My tool-kit for tiny short-run batch jobs

In my first story in this series, I explained that I spend about a day a week solving problems that interest me with tiny software applications. I’ve been assembling a tool-kit to quickly build against architectural patterns that I find keep coming up in tiny apps. The technology I choose has to solve these problems:

  • I only want to pay for what I use (scale-to-zero)
  • I don’t have a lot of time available for learning or building (no steep learning curves without substantial time-savings)
  • I don’t have time for maintenance activities (no patching servers, automated scale-up)
  • I’m not a good UI designer or front end engineer (design systems are great)

In my third story I outlined my tool-kit for building tiny APIs. The APIs I build with that took-kit are synchronous and are intended to be consumed by user interfaces and integrations that fit a synchronous pattern.

Another pattern I’ve found useful is what I call a short-run batch job. I often run into a requirement where I want to do some background processing that isn’t in response to an interaction from a user interface. The trigger might be an event in another system or more often on a schedule. I’ll deal with long-running batch jobs in a later story, but the jobs I’m talking about here generally complete in less than a minute. A related requirement is a job queue, so I’ll explain how I do that at the same time.

I’ll return the project of mine I used to illustrate my API tool-kit for this pattern too.

TL;DR

  • AWS Lambda and Node.js
  • AWS DynamoDB
  • AWS EventBridge (formerly the “events” part of CloudWatch)
  • AWS Simple Email Service with Route 53
  • Github Actions

The business problem

My vision is for some kind of functionality in the Uber Eats app, or Zomato, and similar where a consumer can rate the choice of packaging used in a food delivery, and if it’s a poor choice, to send details of better alternatives to the vendor. When I started exploring this, I discovered that figuring out whether something is recyclable here in New Zealand is not straightforward. There are 67 separate recycling schemes: one for each local authority in the country. In some places polypropylene food containers (“number 5 plastics”) are picked up at the kerb for recycling, in others they go to landfill. There is no central database of the difference in schemes, so to even get started on this one, I’d need to collect all that information, put it in a structured form and expose it with… an API.

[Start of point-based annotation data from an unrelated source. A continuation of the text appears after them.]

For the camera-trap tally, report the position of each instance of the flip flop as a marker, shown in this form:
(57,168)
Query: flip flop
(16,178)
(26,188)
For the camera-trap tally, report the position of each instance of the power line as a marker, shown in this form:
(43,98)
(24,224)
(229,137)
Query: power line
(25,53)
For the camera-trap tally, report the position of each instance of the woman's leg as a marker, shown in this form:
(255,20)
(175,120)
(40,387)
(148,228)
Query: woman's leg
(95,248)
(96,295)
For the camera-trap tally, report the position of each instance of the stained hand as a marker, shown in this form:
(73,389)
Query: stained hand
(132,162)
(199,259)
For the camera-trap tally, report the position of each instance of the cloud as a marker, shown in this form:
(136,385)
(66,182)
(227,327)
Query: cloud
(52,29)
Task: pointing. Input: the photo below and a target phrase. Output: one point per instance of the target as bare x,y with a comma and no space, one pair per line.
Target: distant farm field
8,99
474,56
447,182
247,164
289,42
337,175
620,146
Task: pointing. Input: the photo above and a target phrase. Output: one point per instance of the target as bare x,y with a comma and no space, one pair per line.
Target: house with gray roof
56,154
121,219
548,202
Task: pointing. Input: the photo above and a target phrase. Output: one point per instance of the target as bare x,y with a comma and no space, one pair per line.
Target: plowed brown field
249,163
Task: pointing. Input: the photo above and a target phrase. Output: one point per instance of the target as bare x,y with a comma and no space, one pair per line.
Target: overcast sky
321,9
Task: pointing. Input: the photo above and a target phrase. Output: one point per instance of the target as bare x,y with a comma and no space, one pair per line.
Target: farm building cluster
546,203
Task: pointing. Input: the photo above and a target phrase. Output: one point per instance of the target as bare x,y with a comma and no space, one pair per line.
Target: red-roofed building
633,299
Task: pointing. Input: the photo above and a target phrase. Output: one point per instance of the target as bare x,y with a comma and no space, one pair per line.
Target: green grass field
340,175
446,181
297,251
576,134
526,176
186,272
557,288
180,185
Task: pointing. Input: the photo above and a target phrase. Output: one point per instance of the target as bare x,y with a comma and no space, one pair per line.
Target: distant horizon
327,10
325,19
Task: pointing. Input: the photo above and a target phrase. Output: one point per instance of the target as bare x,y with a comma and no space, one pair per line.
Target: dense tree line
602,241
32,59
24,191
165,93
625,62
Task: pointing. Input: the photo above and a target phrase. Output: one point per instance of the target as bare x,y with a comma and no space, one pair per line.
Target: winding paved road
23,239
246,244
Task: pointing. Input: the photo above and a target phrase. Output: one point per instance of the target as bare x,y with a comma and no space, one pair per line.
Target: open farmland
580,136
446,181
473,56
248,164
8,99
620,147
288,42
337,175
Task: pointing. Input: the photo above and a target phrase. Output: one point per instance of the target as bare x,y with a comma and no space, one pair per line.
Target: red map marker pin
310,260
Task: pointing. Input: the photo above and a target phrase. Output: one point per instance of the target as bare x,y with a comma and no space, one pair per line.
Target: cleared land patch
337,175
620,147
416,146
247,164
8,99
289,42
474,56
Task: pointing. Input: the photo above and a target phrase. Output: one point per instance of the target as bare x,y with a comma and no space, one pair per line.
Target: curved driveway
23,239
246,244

I created the API I describe above to answer the question of how different types of material will be handled in different local authority territories, but that information is not static. Each local authority has its own website and they each publish the information in a different way, and every so often they change their suppliers and regulations and update the information. Sometimes the data is in a PDF linked from deep in the information architecture, sometimes it’s in HTML content. Sometimes it’s in paragraph form, sometimes it’s in a table, sometimes there is a “helpful” tool where a user has to search for the material to find the answer. My solution to keep my database up to date is to have a website crawler that runs a few times a day, one site at at time, and lets me know by email if there are any changes. I then eyeball the site and update my structured data with the changes.

The basic process

  • looks in a DynamoDB table to find the least recently visited site
  • checks the site for changes and emails me if there are any (or if the scrape fails)
  • updates the last visit time in the DynamoDB table

This makes for a very simple job queue. AWS EventBridge wakes up every four hours and runs the function, which means six visits every 24 hours, so all 67 sites are visited at least once every couple of weeks — more than enough to keep up with the typical rate of change on the websites.

Three problems to solve

  • I only want to pay for what I use (scale-to-zero)
  • I don’t have a lot of time available for learning or building (no steep learning curves without substantial time-savings)
  • I don’t have time for maintenance activities (no patching servers, automated scale-up)

The handler

I’m not covering the details of the actual function here, but for the curious, I use SuperAgent with Cheerio for web-scraping. Cheerio has excellent support for CSS selectors on full HTML docs and snippets, and I find that sticking to CSS selectors makes for much easier to maintain scraping code.

The database

Serverless Framework

Serverless uses YAML files for its config (as does CDK) and after much fiddling around my YAML looks like this:

service: watch-recycling-sitesframeworkVersion: ">=1.1.0 <2.0.0"plugins:
- serverless-dynamodb-local
- serverless-offline
custom:
dynamodb:
stages:
- dev
start:
port: 8000
inMemory: true
seed: true
migrate: true
migration:
dir: offlinemigrations
seed:
domain:
sources:
- table: ${self:service}-${opt:stage, self:provider.stage}-v1
sources: [./offlineseeding/sites.json]
provider:
name: aws
runtime: nodejs10.x
stage: dev
region: ap-southeast-2
environment:
DYNAMODB_TABLE: ${self:service}-${opt:stage, self:provider.stage}-v1
iamRoleStatements:
- Effect: Allow
Action:
- dynamodb:Query
- dynamodb:Scan
- dynamodb:GetItem
- dynamodb:PutItem
- dynamodb:UpdateItem
- dynamodb:DeleteItem
- ses:SendEmail
Resource:
- "arn:aws:dynamodb:${opt:region, self:provider.region}:*:table/${self:provider.environment.DYNAMODB_TABLE}"
- "arn:aws:ses:*:*:identity/*"
functions:
diffsite:
handler: handlers/diffsite.handler
timeout: 300
events:
- schedule: rate(4 hours)
resources:
Resources:
TodosDynamoDbTable:
Type: 'AWS::DynamoDB::Table'
DeletionPolicy: Retain
Properties:
AttributeDefinitions:
-
AttributeName: id
AttributeType: S
KeySchema:
-
AttributeName: id
KeyType: HASH
BillingMode: PAY_PER_REQUEST
TableName: ${self:provider.environment.DYNAMODB_TABLE}

Note above that I was also able to include the CloudWatch/EventBridge schedule in my Serverless config.

Mail out

AWS SES really is brutally simple. If your domain is already in a zone on Route 53 then it’s also very easy to do domain verification from the AWS console. It’s an older AWS service and that shows in the clunkiness of the API, but examples abound of using it and it works fine in a Lambda.

Deployment

As usual Github Actions did not disappoint!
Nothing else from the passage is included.